Avec l’Euro, la monnaie unique est une avancée considérable pour l’Europe mais, malheureusement, à ce jour, elle ne permet toujours pas de mettre en avant le sens et la valeur de ce qu’elle devrait représenter en termes d’union pour tous les pays. Au contraire, à cause d’un mauvais calcul ou d’une mauvaise gestion économique, elle se trouve à l’origine de déséquilibres graves : le rapport entre la monnaie initiale du pays et l’inflation des prix avec l’Euro est catastrophique. On a été également incapable de trouver une moyenne entre les monnaies fortes et les monnaies faibles pour faire en sorte que tous les pays s’y retrouvent. Résultat : l’Euro se trouve à la source de désaccords profonds et de crises au sein de l’union européenne. Pourtant, à partir du moment où il existe une monnaie d’échange, on retrouve des points de convergence, des intérêts communs et donc une culture commune. Ce qu’il faut changer, c’est donc l’axe de l’économie.
Comment repenser la monnaie pour trouver une fondation positive à l’union européenne ?
Ma première réforme consistera à donner plus de valeur au centime d’Euro. Ce qui justifie cette décision, c’est que ces centimes se rapprochent davantage des francs sur un plan symbolique. Aujourd’hui, plus personne ou presque ne se rend compte que 0,15 centimes d’euro est égal à 1 franc. On est en train de vouloir supprimer les centimes, c’est-à-dire finalement de payer uniquement sur la base d’1 euro, soit presque 10 francs.
Comment a-t-on pu perdre l’essence même de ce projet d’unification lié à la valeur de notre monnaie ? En dehors de tout passéisme ou nostalgie, il y a là un vrai problème économique et politique. Quand on sait également qu’il est fabriqué des produits en Asie pour un coût qui se chiffre en centimes et que nous les payons, une fois sur le territoire, plusieurs euros, ce décalage entre ce qui est produit et le coup de la production est tout à fait indécent, à la fois pour ceux qui font cette plusvalue, mais aussi pour ceux qui sont exploités par ces grandes entreprises. La paix entre les pays et la cohésion européenne passe nécessairement par un changement des mentalités et par un équilibre retrouvé entre les différentes monnaies.

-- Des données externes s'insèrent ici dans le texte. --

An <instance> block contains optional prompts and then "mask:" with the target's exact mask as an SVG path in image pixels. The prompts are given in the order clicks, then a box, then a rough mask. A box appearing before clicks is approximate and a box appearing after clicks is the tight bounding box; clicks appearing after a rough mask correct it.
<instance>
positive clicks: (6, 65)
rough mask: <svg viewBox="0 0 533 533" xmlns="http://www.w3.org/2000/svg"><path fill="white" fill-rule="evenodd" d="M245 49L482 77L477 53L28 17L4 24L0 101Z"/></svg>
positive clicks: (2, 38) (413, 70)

Rien ne se fera si l’on ne se pose pas les vraies questions, si l’on n’éduque pas un minimum les gens sur le sujet. Pourquoi est-il absolument nécessaire de s’unir comme les États-Unis l’ont fait en leur temps ? Il faut que les programmes scolaires intègrent ce type de problématique, avec encore plus d’insistance. On doit faire en sorte que chaque individu développe, de façon multidimensionnelle, sa capacité à penser et à relier le lieu où il vit à un espace beaucoup plus grand, géographiquement et humainement. Cette pensée multidimensionnelle, si on ne la transmet pas d’abord dans les écoles, elle ne pourra jamais exister. Je donnerai donc les moyens pour la mettre en place…
En parallèle, je ferai en sorte que l’esprit collégial existe vraiment. De façon générale, on ne peut pas admettre la compétition entre différents établissements scolaires. Il n’est pas permis d’introduire le mode de l’entreprise dans les écoles. Je serai donc radical à ce niveau en mettant en place des mesures qui permettront de faire cesser toute forme de discrimination. Elles sont extrêmement dangereuses par rapport à l’identité communautaire. Je veillerais à ce que toutes les écoles, publiques ou privées, soient au même niveau, à l’échelle nationale comme à l’échelle de l’Europe. J’améliorerai également les systèmes d’échanges entre les universités européennes. Dans sa globalité, il est nécessaire de réaménager l’Éduction Nationale, réaménager les horaires, avec des rythmes beaucoup plus cohérents.